That's the drift talking. It's the exact symptom, not a reason to skip. Step 2 exists for this. If you're red on Time, the first move isn't the sprint; it's removing one thing this week. The system buys time back; the absence of one is what's eating it.
"I've tried frameworks before and they didn't stick."
Most don't, because they ask you to change six things at once on borrowed energy. This asks for three, by 10%, with a capacity check up front. Smaller is the feature, not the compromise.
"My business is too small for this."
A single-location operator started with exactly this build: six things deployed in the right order, not all at once. They reached number one on Google Maps in under four months, and about $150K in the first five. The maths doesn't care about your size.
"I'm the bottleneck: everything routes through me."
Then your first metric is almost certainly in Operational Excellence: the number of decisions or jobs that can't move without you touching them. Pick that as one of your three. The sprint's job is to make the business survive your day off.
"I don't know my numbers."
Good. That's your finding from Step 3, and it's the most common one. The first sprint can simply be making three numbers visible. You can't improve what you can't see.
Proof it works
This isn’t theory carried by a nice slide.

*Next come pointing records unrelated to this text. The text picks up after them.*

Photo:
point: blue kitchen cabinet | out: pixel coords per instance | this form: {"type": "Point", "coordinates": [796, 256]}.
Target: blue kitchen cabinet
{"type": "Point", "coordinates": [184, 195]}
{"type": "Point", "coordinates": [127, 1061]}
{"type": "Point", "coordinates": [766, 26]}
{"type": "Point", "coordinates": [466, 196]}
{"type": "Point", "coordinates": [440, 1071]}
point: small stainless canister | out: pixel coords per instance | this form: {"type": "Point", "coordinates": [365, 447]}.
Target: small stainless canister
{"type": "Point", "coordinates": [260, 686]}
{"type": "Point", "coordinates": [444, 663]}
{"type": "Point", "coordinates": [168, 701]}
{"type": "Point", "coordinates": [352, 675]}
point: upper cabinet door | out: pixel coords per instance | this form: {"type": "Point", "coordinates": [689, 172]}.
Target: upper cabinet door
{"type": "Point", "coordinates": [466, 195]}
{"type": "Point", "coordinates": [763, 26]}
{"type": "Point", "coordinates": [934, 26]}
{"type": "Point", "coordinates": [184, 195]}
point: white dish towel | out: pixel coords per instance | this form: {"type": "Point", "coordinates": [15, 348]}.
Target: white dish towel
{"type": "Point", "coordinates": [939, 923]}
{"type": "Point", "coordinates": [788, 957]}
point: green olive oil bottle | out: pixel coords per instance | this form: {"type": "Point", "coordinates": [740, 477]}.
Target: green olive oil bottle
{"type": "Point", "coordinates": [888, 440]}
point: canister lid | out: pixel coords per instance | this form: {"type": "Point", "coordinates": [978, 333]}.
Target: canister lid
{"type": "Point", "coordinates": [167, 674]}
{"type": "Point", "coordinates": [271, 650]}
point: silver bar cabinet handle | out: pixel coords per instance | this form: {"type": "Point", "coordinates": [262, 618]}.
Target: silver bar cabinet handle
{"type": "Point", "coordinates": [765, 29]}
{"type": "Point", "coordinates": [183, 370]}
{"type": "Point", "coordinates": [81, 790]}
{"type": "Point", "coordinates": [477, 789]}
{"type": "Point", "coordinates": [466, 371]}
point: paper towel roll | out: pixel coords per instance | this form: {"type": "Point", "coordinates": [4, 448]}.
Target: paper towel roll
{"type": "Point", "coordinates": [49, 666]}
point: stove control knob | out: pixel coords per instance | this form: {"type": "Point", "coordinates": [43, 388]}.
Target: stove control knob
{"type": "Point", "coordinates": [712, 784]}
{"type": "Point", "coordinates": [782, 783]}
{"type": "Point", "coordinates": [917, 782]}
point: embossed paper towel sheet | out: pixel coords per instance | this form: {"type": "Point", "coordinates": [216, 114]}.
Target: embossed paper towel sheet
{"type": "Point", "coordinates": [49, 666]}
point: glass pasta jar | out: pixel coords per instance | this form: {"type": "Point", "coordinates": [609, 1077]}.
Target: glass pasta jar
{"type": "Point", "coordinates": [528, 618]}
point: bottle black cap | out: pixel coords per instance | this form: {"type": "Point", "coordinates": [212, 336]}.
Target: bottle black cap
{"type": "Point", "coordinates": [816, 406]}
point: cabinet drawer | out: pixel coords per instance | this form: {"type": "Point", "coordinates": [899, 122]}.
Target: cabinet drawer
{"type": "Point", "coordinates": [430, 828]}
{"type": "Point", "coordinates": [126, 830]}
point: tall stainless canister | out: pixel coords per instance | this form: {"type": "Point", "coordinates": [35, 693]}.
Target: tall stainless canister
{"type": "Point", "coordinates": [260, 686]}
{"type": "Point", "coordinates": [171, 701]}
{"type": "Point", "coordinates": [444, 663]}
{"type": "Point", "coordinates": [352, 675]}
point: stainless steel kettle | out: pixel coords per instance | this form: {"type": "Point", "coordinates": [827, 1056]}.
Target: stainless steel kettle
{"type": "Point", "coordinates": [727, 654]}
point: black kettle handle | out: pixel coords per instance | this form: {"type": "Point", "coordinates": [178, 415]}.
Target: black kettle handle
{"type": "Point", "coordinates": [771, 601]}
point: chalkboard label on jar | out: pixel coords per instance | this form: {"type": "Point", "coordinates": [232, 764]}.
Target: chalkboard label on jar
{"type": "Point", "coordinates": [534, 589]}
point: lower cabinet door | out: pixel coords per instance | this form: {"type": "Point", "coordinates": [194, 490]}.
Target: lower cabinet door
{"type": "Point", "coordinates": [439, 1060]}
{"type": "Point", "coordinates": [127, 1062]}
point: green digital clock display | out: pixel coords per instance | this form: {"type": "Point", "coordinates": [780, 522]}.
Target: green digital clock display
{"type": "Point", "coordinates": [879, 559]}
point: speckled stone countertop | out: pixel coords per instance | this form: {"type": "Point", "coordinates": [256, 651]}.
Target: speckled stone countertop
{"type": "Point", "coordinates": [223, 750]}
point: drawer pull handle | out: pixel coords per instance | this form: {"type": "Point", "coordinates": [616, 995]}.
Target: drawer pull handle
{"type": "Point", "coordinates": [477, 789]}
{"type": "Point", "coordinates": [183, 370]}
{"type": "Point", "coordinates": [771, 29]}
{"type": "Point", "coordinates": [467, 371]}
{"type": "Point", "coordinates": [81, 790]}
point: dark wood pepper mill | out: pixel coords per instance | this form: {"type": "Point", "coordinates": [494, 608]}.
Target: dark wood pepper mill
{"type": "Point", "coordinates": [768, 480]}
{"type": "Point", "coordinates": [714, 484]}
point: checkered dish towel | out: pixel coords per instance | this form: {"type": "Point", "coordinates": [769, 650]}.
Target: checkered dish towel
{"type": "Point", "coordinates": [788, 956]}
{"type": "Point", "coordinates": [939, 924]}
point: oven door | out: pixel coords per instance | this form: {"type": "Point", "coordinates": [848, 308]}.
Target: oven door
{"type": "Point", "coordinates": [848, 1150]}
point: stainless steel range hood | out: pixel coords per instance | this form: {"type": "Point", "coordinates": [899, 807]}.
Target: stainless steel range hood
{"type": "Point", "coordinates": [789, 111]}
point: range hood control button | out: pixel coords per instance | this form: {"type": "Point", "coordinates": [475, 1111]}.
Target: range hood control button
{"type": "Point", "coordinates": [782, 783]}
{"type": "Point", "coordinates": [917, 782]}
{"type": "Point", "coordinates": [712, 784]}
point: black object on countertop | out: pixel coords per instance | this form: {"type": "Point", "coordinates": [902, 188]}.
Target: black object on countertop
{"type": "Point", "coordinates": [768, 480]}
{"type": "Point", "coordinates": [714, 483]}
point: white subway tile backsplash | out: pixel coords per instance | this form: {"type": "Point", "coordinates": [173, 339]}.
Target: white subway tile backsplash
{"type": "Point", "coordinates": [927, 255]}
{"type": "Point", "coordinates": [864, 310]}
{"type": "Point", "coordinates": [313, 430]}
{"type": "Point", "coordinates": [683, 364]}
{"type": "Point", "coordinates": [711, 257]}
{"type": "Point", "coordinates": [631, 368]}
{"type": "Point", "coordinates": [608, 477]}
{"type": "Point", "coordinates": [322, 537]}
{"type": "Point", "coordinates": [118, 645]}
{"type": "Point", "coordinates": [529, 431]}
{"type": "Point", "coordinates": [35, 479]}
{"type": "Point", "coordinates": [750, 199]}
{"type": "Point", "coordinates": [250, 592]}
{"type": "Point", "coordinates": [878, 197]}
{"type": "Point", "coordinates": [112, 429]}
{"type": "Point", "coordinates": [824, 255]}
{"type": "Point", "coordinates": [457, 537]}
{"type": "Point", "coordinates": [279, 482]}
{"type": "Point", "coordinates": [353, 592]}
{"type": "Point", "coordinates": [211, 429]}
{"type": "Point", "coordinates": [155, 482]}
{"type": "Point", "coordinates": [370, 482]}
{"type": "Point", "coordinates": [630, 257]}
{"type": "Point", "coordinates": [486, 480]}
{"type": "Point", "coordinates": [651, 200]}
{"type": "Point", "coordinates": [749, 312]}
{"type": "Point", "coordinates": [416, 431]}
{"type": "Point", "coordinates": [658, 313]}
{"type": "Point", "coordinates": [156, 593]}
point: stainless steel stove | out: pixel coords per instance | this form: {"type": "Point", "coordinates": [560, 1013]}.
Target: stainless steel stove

At enterprise scale: an advanced manufacturing company spent 90 days preparing for a single trade show, and walked out of that one week with $20 million in the opportunity pipeline. The week looked like luck. It was a quarter of methodical, compounding work paying off at once.
At operator scale: the single-location operator above reached number one on Google Maps in under four months, and about $150K in the first five. Six things, deployed in the right order. Still compounding.
Different worlds. One pattern: stop spreading effort evenly, pick the three that matter, improve them 10%, prove it, repeat.
Your next move
If the results don’t match the effort, the gap is almost always a systems gap, and you can find it in an afternoon, not a quarter.
Start with the Constraint Audit: score your six stages and see, with numbers, which three are slipping. Do it before you set this quarter’s plan. Drift compounds quietly in the dark, and another 90 days of “push harder” is the most expensive option on the table.
No pitch, no sales call: just an honest read on where you actually stand.
Action creates evidence. The rest is just methodical execution.
Find the stage. Lift it. Prove it.
About the author. Antony Loomans writes for The Deliverators on the measured systems that turn demand into revenue. This guide is part of the s× metrics series.
Find it. Own it. Make it pay.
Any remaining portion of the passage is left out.